In den letzten Jahren gab es mehrere Razzien in Hauskirchen und Anführer und Mitglieder wurden verhaftet (FH 4.2.2019). Eine Hauskirche kann beispielsweise durch Nachbarn aufgedeckt werden, die abnormale Aktivitäten um ein Haus bemerken und dies den Behörden melden. Ansonsten haben die Behörden eigentlich keine Möglichkeit eine Hauskirche zu entdecken, da die Mitglieder in der Regel sehr diskret sind (DIS/DRC 23.2.2018).

Organisatoren von Hauskirchen können sich dem Risiko ausgesetzt sehen, wegen "Verbrechen gegen Gott" angeklagt zu werden, worauf die Todesstrafe steht. Es ist aber kein Fall bekannt, bei dem diese Beschuldigung auch tatsächlich zu einer Exekution geführt hätte. In Bezug auf die Strafverfolgung von Mitgliedern von Hauskirchen besagt eine Quelle, dass eher nur die Anführer von Hauskirchen gerichtlich verfolgt würden, während eine andere Quelle meint, dass auch "low-profile" Mitglieder davon betroffen sein können. Manchmal werden inhaftierte Anführer von Hauskirchen oder Mitglieder auf Kaution entlassen, und wenn es ein prominenter Fall ist, werden diese Personen von den Behörden gedrängt, das Land zu verlassen. Ein Hauskirchenmitglied, das zum ersten Mal festgenommen wird, wird normalerweise nach 24 Stunden wieder freigelassen, mit der Bedingung, dass sie sich vom Missionieren fernhalten. Eine Vorgehensweise gegen Hauskirchen wäre, dass die Anführer verhaftet und dann wieder freigelassen werden, um die Gemeinschaft anzugreifen und zu schwächen. Wenn sie das Missionieren stoppen, werden die Behörden i.d.R. aufhören, Informationen über sie zu sammeln. Es soll auch die Möglichkeit geben, sich den Weg aus der Haft zu erkaufen (DIS/DRC 23.2.2018).

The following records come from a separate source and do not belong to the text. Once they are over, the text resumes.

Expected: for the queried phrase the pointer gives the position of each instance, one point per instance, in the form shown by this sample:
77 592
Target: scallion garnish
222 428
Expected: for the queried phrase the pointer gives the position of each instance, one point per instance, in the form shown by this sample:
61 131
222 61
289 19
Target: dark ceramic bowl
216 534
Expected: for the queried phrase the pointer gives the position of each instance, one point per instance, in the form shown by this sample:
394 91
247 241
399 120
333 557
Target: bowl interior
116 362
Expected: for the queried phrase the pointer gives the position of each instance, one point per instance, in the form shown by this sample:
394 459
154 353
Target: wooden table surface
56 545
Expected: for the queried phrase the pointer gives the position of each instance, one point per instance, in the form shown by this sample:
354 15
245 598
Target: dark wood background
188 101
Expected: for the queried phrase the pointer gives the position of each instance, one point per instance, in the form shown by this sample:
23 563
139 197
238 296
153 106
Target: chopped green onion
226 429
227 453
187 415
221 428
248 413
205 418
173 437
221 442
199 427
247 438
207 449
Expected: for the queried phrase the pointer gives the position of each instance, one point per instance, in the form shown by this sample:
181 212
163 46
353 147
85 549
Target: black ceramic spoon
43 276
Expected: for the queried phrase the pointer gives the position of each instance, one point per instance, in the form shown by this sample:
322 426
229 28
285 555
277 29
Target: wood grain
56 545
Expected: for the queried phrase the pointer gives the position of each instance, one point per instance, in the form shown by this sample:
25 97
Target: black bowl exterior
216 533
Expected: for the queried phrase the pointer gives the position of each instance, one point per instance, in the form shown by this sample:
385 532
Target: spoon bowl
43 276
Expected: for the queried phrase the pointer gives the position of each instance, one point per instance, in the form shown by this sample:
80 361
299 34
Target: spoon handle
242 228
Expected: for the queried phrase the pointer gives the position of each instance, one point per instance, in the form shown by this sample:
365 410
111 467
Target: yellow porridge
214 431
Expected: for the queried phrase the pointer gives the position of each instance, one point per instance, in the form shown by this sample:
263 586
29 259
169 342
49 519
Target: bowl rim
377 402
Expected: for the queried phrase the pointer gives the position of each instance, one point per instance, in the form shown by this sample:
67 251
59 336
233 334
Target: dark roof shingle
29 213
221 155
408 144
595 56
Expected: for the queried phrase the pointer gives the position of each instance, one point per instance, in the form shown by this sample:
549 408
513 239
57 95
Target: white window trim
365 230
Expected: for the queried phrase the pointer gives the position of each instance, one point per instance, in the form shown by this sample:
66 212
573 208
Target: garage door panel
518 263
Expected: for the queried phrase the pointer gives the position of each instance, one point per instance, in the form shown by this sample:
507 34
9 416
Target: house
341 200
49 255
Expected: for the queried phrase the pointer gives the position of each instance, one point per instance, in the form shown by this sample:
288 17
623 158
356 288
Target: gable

Bei Razzien in Hauskirchen werden meist die religiösen Führer zur Verantwortung gezogen, vor allem aus politischen Gründen. Aufgrund der häufigen Unterstützung ausländischer Kirchen für Kirchen in Iran und der Rückkehr von Christen aus dem Ausland lautet das Urteil oft Verdacht auf Spionage und Verbindung zu ausländischen Staaten und Feinden des Islam (z.B. Zionisten), oder Bedrohung für die nationale Sicherheit. Diese Urteile sind absichtlich vage formuliert, um ein größtmögliches Tätigkeitsspektrum abdecken zu können. Darüber hinaus beinhalten die Urteile auch den Konsum von Alkohol während der Messe (obwohl der Alkoholkonsum im Rahmen der religiösen Riten einer registrierten Gemeinschaft erlaubt ist), illegale Versammlung, Respektlosigkeit vor dem Regime und Beleidigung des islamischen Glaubens. Den verhafteten Christen werden teilweise nicht die vollen Prozessrechte gewährt - oft werden sie ohne Anwaltsberatung oder ohne formelle Verurteilung festgehalten bzw. ihre Haft über das Strafmaß hinaus verlängert. Berichten zufolge sollen auch Kautionszahlungen absichtlich sehr hoch angesetzt werden, um den Familien von Konvertiten wirtschaftlich zu schaden. Im Anschluss an die Freilassung wird Konvertiten das Leben erschwert, indem sie oft ihren Job verlieren bzw. es ihnen verwehrt wird, ein Bankkonto zu eröffnen oder ein Haus zu kaufen (ÖB Teheran 12.2018). Die Regierung nutzt Kautionszahlungen, um verurteilte Christen vorsätzlich verarmen zu lassen, und drängt sie dazu, das Land zu verlassen (Open doors 2019).

Ob ein Mitglied einer Hauskirche im Visier der Behörden ist, hängt auch von seinen durchgeführten Aktivitäten, und ob er/sie auch im Ausland bekannt ist, ab. Normale Mitglieder von Hauskirchen riskieren, zu regelmäßigen Befragungen vorgeladen zu werden, da die Behörden diese Personen schikanieren und einschüchtern wollen. Eine Konversion und ein anonymes Leben als konvertierter Christ allein führen nicht zu einer Verhaftung. Wenn der Konversion aber andere Aktivitäten nachfolgen, wie zum Beispiel Missionierung oder andere Personen im Glauben zu unterrichten, dann kann dies zu einem Problem werden. Wenn ein Konvertit nicht missioniert oder eine Hauskirche bewirbt, werden die Behörden i.d.R. nicht über ihn Bescheid wissen (DIS/DRC 23.2.2018).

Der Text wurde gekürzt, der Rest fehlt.